It used to be that the standard term for car financing was 36 months. Now, 84-month terms are common.
The term “upside-down” is pretty common, too.
It’s reasonable to assume that when spreading payments across a longer timeframe that it would take longer to catch up to the principal owing, the point at which buyers don’t owe more than their vehicle is worth. Apparently that’s not common knowledge.
A story in the January issue of Automotive News Canada pointed to buyers being so focused on the dollar value of the monthly payment that they don’t realize those payments are barely making a dent in the principal for the first few years, when in a normal 36-month loan situation, the vehicle would be paid off.

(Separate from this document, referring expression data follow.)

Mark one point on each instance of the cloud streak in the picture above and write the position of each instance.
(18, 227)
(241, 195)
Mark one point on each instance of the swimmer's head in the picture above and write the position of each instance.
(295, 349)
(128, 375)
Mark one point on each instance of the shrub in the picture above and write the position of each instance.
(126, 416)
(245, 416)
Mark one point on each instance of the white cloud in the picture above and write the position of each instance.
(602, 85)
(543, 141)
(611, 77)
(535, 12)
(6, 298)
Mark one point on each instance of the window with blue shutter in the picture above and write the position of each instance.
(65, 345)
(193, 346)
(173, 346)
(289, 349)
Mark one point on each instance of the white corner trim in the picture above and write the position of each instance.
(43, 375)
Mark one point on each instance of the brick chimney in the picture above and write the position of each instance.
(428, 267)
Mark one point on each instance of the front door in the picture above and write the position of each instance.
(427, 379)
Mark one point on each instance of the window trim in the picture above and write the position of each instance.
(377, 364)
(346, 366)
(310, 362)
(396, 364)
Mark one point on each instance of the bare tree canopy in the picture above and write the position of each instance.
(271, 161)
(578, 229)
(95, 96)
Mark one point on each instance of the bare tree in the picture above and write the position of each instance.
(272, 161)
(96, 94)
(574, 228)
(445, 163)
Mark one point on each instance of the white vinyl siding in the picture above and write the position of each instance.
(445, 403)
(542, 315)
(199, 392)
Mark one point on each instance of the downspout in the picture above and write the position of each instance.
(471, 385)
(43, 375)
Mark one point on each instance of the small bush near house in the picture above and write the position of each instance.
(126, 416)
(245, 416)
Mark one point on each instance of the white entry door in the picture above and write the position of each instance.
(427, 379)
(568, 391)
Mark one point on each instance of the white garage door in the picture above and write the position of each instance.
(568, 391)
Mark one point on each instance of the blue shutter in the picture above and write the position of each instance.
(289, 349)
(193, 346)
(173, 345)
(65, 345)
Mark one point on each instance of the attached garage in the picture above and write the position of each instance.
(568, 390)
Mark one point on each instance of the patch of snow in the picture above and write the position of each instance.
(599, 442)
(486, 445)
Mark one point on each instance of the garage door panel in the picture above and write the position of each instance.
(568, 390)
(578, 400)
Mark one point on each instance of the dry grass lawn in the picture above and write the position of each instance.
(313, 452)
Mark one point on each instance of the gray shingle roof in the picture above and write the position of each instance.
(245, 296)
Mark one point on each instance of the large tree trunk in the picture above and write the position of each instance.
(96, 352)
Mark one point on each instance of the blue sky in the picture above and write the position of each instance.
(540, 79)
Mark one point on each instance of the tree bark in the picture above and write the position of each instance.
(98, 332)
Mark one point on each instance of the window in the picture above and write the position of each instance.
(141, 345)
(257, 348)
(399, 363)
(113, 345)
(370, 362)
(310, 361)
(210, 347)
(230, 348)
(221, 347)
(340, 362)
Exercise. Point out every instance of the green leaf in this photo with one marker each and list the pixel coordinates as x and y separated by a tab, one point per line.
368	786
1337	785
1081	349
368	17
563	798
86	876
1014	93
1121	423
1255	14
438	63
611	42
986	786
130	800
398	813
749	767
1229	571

Longer financing terms keep the monthly payment low and competitive — and a point could be made that payment-focused buyers have made it easy for automakers to increase the list price of their vehicles without anyone fussing over it — but if buyers want out early they’re stuck with paying the balance for a vehicle they no longer own. More likely, the principal owed is rolled into the financing of another vehicle, making the situation even worse.
Banks would generally set buyers straight on this before they sign. But car dealers, now also in the role of providing financing — being enablers — are actually trying to move product using those terms. They’re a sales tool. Clearly, giving any financial advice that impacts a sale presents a conflict of interest. But is it up to the dealer to point out the potential pitfalls? Should the customer not understand that the sales staff is trying to sell a car?
While they might not have all the info they need, customers should be well aware that they’re on the opposite side of the bargaining table, and barring misrepresentation, outright lying and issues of non-disclosure, as long as the dealership has presented all the information, just how liable is it? Those waters are murky, but according to the Automotive News Canada story, customers who feel wronged might not always get the justice they want, but they tend to get the last word in the form of bad reviews and social-media tirades.
Dealerships can struggle with the morality of their situation, but it’s likely not in their best interest to push paperwork in front of customers. Opinion-free full disclosure is in the best interest of both buyer and the seller.